I sindacati dei pensionati: «Ci sono circa 30 mila anziani veneti ricoverati. Se scoppiasse un focolaio qui sarebbe una strage»

Sono oltre 30 mila anziani veneti ricoverati nelle case di riposo, che in questo momento devono convivere con una situazione a dir poco drammatica: da una parte l’impossibilità di incontrare familiari e parenti, dall’altra la paura di un contagio e quindi di un focolaio improvviso che, in una struttura di questo tipo, potrebbe trasformarsi in vera e propria tragedia.

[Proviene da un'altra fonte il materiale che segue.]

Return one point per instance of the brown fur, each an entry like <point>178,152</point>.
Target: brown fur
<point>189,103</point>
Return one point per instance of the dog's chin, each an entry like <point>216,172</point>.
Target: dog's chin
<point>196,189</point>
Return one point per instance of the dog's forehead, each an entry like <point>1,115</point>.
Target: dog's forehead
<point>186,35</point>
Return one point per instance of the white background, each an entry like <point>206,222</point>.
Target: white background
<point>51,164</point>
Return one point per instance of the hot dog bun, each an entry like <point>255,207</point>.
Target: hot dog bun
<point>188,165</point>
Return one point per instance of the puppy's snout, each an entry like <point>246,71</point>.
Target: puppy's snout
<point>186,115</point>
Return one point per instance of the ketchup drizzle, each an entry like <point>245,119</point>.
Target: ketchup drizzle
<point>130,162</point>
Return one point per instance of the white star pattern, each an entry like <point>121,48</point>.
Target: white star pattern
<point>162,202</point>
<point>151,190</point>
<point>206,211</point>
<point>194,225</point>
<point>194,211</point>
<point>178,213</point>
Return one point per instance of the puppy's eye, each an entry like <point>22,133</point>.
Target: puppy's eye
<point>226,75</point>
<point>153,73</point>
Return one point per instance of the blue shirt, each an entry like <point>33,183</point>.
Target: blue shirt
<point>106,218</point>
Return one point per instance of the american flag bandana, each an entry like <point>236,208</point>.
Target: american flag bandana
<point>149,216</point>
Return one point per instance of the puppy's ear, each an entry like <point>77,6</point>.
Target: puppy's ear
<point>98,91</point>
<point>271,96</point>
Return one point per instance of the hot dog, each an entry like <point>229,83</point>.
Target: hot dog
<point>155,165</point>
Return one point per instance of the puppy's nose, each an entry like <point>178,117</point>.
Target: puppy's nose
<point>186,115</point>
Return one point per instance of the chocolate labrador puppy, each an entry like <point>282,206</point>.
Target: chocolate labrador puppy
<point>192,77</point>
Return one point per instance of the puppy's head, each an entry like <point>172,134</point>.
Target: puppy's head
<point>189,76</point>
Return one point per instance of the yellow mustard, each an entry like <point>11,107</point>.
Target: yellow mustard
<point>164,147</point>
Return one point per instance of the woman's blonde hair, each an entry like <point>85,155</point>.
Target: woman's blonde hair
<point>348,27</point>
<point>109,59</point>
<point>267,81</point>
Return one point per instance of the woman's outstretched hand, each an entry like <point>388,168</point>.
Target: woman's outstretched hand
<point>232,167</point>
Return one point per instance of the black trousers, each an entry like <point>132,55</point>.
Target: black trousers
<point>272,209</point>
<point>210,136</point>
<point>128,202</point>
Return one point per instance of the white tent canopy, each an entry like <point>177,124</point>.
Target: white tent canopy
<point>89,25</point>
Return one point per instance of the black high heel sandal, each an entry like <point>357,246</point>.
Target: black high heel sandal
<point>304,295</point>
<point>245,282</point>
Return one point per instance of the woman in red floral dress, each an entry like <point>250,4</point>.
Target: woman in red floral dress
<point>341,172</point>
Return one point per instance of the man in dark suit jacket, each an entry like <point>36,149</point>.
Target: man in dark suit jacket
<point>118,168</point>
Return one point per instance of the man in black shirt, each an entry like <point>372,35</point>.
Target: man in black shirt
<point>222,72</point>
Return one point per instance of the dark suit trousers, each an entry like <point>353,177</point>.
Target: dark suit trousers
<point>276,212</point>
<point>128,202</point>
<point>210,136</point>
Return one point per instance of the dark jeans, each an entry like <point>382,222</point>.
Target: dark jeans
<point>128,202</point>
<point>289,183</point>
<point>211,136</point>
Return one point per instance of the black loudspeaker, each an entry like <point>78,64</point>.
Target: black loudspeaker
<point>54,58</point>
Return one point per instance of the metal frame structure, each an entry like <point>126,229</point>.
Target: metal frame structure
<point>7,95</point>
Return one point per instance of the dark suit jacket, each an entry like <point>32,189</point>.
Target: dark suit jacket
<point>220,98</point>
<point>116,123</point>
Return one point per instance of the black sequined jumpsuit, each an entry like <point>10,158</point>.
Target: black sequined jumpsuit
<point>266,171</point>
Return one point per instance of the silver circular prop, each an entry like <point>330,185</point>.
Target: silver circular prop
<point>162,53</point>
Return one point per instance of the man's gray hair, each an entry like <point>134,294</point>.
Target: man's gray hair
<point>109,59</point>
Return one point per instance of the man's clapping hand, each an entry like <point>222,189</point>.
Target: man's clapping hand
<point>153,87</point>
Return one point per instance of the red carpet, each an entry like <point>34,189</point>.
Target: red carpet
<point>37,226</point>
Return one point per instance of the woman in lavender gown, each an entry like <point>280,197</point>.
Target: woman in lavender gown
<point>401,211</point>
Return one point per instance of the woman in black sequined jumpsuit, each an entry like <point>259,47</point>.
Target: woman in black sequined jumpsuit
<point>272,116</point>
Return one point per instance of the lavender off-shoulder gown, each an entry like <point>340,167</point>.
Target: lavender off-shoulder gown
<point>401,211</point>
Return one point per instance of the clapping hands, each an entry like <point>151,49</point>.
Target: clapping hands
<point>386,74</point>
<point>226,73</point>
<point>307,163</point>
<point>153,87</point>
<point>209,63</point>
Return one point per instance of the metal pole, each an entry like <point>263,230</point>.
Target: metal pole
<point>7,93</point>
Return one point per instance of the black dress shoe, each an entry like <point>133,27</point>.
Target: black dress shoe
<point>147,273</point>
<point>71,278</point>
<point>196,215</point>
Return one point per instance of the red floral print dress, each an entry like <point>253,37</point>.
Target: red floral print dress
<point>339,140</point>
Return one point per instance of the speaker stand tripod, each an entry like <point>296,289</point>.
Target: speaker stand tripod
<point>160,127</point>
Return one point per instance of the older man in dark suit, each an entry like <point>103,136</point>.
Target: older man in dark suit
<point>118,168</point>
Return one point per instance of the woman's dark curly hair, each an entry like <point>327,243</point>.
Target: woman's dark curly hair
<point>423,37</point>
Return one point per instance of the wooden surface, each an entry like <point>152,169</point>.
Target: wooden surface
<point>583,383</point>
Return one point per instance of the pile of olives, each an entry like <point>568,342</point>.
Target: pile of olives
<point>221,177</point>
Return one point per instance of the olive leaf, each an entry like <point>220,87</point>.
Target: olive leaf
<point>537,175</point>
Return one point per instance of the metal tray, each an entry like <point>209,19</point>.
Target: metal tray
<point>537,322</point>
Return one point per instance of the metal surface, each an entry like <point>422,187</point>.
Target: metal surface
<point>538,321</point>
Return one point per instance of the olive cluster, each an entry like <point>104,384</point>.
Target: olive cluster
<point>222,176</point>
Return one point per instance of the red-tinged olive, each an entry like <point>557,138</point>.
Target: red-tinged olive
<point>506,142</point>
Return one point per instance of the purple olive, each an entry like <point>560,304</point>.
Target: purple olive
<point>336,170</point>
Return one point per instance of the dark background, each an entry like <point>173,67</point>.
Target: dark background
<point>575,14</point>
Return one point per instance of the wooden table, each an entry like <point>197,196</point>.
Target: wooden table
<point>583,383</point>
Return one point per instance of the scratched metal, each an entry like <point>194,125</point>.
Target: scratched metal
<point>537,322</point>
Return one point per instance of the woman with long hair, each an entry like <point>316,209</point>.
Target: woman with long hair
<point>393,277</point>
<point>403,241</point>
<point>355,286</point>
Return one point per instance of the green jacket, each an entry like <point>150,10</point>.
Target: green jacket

«Appena scoppiata l’epidemia – commentano Spi Cgil, Fnp Cisl e Uilp del Veneto – abbiamo espresso le nostre forti preoccupazioni per la categoria che rappresentiamo, gli anziani e i pensionati, la categoria più fragile esposta a questo virus. E abbiamo chiesto alle istituzioni di avere la massima attenzione soprattutto per i circa 250mila ultraottantenni veneti che vivono soli e per gli oltre 80mila over 80 non autosufficienti. Ora, anche dopo i casi scoppiati in alcune Rsa (Merlara, Bassano, Casale sul Sile) siamo a dir poco allarmati per i circa 30mila anziani veneti ricoverati nelle strutture. Chiediamo alla Regione un monitoraggio e un’attenzione costante per queste realtà, sia per quanto riguarda gli operatori sanitari che vi operano, sia per gli ospiti».

Continuano i sindacati: «Un focolaio in una casa di riposo può tradursi in strage, anche considerando che molti ospiti hanno l’Alzheimer o la demenza senile, dunque non si renderebbero conto di ciò che succede attorno a loro. Gli anziani necessitano di grande attenzione ed è vergognoso sentire che per certe persone la loro vita valga poco. Stiamo parlando dei nostri genitori, dei nostri nonni, di quelle persone che ci hanno fatto nascere e crescere e che ci hanno sempre aiutato sia economicamente che accudendo i nostri figli, quando noi non potevamo. Non dimentichiamocelo mai».